McClendon examines a wide array of Norwich's civic, judicial, and ecclesiastical records, many of them previously unexplored by historians. She is rightly cautious in her use of preambles in wills to determine magistrates' religious beliefs. Although the paucity of extant personal papers occasionally renders murky the degree of self-consciousness in the magistrates' political maneuvering, McClendon is forthright in acknowledging the limitations of her sources and is careful to note that no existing "policy statements" explicitly outline magistrates' rationales and goals and that no remaining records show "the formulation of any policy" to keep outsiders out of Norwich's affairs (14, 39). Yet, the overlapping tenures of the city's officials for much of the Tudor period enabled the "transmission of governing knowledge" and a "historical consciousness" about Norwich's previous battles for autonomy that help explain how their "consistent strategy" of toleration was possible (16, 147, 255).

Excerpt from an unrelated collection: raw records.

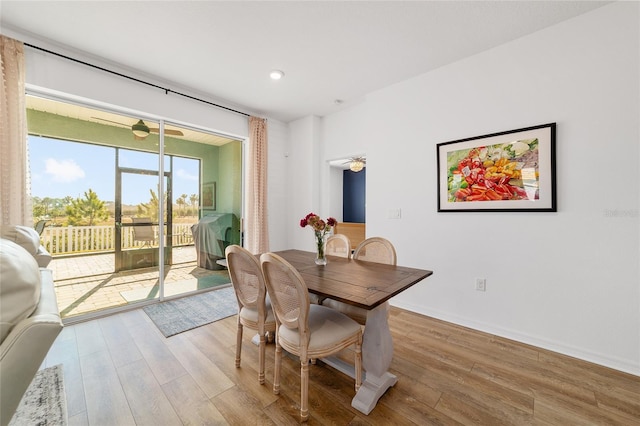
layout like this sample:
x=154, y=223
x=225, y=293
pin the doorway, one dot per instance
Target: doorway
x=82, y=156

McClendon's work is a significant contribution to the integration of English urban history and Reformation history, and she is attentive to economic and political issues. Her conclusions are of interest to scholars of secularization and toleration, terms that she uses with care. Her detailed analysis of Norwich's magistrates' "ability to compartmentalize religion" as one of many political concerns raises important questions about how scholars across disciplines understand the roles of religious beliefs in the lives of early modern people (28, 253). McClendon's fascinating account of magistrates' invention, and re-invention, of civic ritual makes use of historical and literary studies, but could have benefited from the insights of anthropologists. So, too, could her analysis of "civic identity," for which sociological works also would have proven useful.